Crushed Page 76

My mouth is hanging open a little. Kristin has been pushing my parents around for twenty-something years. I can’t believe they’re putting their foot down in such a hard-ass way.

“So … what then? Are they kicking you out?”

“No,” she says, her voice small. “They said I can stay here so long as I get a job.”

Her voice is whiny. But also a little scared.

“But what about school?”

She stands, retrieving the box of tissues on my dresser before returning, and setting the box in her lap as she pulls one out. “They said if I decide school’s important to me that I can go to community college. Can you imagine?”

I stop myself from rolling my eyes at her snobbery. Barely. There is absolutely nothing wrong with community college, but I know precisely why my sister doesn’t want to go: Because to Kristin, college has only ever been about campus life, living in a bubble, and putting off the real world. She’s just taken the degree part for granted.

I play with the ends of my hair and try to think of the best thing to say. For once, I’m fresh out of pep talks or snarky comments or any kind of useful advice.

On one hand, I admire my parents for finally helping Kristin course-correct. On the other hand, it’s a little lame that they’ve pampered her for two decades and are all of a sudden ripping the rug out from under her.

“What are you going to do?” I ask.

She shrugs. “I don’t know. Daddy says he can probably find me something at his company.”

Ah. So that’s their lifeline. Smart. This way they can keep an eye on her.

“Well, hey, that’s something,” I say.

She gives me a withering look. “Please.
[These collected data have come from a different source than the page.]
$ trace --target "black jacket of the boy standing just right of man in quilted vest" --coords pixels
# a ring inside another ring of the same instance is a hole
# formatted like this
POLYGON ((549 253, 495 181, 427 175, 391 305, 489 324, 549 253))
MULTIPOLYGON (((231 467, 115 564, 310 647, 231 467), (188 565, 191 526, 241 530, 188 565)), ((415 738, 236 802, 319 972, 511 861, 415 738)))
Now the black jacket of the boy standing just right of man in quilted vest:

I’ll have no social life.”

I suck in my cheeks. “Well, honestly, K … have you given much thought to the fact that you wouldn’t have had much of a life at Davis, either? All of your friends have graduated.”

Her face crumples, and I realize she had thought about that. No wonder she was so dang clingy to Devon.
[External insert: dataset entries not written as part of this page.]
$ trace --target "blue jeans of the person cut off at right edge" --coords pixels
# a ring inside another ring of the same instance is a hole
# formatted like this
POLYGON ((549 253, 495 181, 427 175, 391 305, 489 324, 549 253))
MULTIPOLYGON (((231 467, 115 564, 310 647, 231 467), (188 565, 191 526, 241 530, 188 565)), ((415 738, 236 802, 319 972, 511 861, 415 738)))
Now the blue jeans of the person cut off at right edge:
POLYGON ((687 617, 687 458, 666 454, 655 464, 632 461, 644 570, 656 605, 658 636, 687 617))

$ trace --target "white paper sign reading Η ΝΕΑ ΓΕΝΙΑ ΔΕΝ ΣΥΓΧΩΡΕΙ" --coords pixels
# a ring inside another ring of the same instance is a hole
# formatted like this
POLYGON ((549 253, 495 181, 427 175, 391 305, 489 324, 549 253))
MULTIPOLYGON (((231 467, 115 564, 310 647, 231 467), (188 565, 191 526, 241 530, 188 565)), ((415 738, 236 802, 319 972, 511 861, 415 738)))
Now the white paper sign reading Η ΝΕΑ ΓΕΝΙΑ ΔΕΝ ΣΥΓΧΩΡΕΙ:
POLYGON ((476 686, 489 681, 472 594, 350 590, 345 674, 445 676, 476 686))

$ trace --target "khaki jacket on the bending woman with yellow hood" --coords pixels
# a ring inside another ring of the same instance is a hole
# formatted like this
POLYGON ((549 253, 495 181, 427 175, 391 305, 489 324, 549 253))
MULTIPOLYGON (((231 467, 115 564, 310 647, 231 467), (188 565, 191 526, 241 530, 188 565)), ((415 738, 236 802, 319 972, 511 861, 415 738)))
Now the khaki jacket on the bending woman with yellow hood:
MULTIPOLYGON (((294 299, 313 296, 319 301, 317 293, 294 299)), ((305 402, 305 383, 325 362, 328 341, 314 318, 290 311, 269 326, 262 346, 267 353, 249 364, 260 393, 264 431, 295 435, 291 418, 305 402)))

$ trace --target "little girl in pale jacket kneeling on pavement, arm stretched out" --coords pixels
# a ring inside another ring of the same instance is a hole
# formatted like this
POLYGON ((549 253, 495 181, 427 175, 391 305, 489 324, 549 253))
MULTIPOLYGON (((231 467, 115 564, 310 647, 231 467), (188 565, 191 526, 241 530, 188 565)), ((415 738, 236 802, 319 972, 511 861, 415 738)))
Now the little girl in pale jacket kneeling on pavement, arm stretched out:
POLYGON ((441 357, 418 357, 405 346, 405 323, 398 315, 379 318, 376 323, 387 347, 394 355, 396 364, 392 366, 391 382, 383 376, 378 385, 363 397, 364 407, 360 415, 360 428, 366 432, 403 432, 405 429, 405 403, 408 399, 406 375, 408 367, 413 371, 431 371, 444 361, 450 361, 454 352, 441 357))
“There are a few girls on the tennis team that I could have hung out with,” she says, blowing her nose again. “And you.”

I give her a look. “You barely paid attention to me the past three years. And you hate my friends.”

“I don’t hate them. They’re just weird.”

Her voice is so matter-of-fact that I have to laugh.
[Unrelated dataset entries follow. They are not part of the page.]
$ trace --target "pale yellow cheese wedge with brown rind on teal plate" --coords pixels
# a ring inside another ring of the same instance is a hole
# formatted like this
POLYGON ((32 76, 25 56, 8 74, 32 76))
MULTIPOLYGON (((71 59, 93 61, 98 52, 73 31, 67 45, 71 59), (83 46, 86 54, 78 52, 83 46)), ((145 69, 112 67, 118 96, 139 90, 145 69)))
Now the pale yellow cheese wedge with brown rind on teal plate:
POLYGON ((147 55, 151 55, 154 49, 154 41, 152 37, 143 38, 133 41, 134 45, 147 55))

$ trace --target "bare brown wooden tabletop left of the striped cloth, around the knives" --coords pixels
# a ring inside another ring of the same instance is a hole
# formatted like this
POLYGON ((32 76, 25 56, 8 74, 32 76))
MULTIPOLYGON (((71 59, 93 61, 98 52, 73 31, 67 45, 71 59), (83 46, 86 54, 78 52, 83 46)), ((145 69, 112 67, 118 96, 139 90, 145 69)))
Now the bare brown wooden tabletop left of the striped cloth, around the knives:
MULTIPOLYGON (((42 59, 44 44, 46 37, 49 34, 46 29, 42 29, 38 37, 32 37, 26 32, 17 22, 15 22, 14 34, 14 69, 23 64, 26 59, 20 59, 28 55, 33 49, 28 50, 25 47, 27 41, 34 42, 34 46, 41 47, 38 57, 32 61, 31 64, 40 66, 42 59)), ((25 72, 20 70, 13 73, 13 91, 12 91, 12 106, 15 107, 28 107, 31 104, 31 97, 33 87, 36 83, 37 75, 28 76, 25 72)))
“Plus, you’re different now,” she says, looking me over.

“Skinnier, you mean.”

“Well, yeah. And you look good. Although I don’t know why you’re not straightening your hair more often. It looked so good that way.”

I ignore this.

“I think you’re looking at this all wrong,” I say, putting my arm around her. “You should totally own this. A chance to reinvent yourself. The gorgeous, newly single girl with a chic job in the city. Maybe you should save up some money. Get a place of your own.”

Grow up, I silently add.

“I totally shouldn’t have broken up with Devon,” she says, her voice sulky. “If I’m not going to have a degree, I could use a soon-to-be-lawyer boyfriend right about now.”

“Hey,” I snap. “Don’t. Listen to yourself. You sound pathetic.”

Her mouth drops in outrage, but I don’t stop. “I’m serious, Kristy. This pampered princess thing worked really well for you in high school, but it’s getting old.”

I expect her to argue, but instead her mouth snaps shut and she merely glares.

I soften my tone. “Running back to Devon isn’t the answer.”

“You’re just saying that because you want him for yourself.”

It’s my turn for my mouth to drop open. Well. Shit. “So, um. You knew about that.”

She nods, but instead of looking angry, she looks … guilty.

“I guess I’ve always known.” Her voice is quiet. “I knew you liked him, even way back then. I knew it when I got him to ask me out.”

I swallow the sting. Because that’s all it is. A tiny sting. Not at all the rip-roaring pain that used to go hand in hand with the thought of Devon.

And because it doesn’t matter anymore, I take her hand. “Don’t worry about it. I’m over Devon.”

She squeezes my hand. “Because of Michael?”

Oh, there’s the rip-roaring pain.

I jerk my hand away.

“I don’t want to talk about him.”

She studies my face. “You know, for the longest time I thought he was just using you. For amusement, or because he was desperate, or whatever.”

I give her a sour look, and say what’s been on my mind for … ever. “Kristin, don’t take this the wrong way, but you can seriously be a bitch.”

She laughs. “I know. But hear me out. I was watching him that night at the party, and he didn’t take his eyes off you.”

“It was probably my slutty dress,” I mutter, kicking at my duffel on the floor.

“My dress was sluttier than yours, and he didn’t look at me. Once.”

I smirk. “How’d that feel?”

“Um, now who’s being a bitch?”

I give her a wide smile in response.

She rolls her eyes, and then gets a faraway look on her face. “Can I ask you something?”

I nod.

Kristin bites her lip. “Remember when I went to Seattle for a couple weeks?”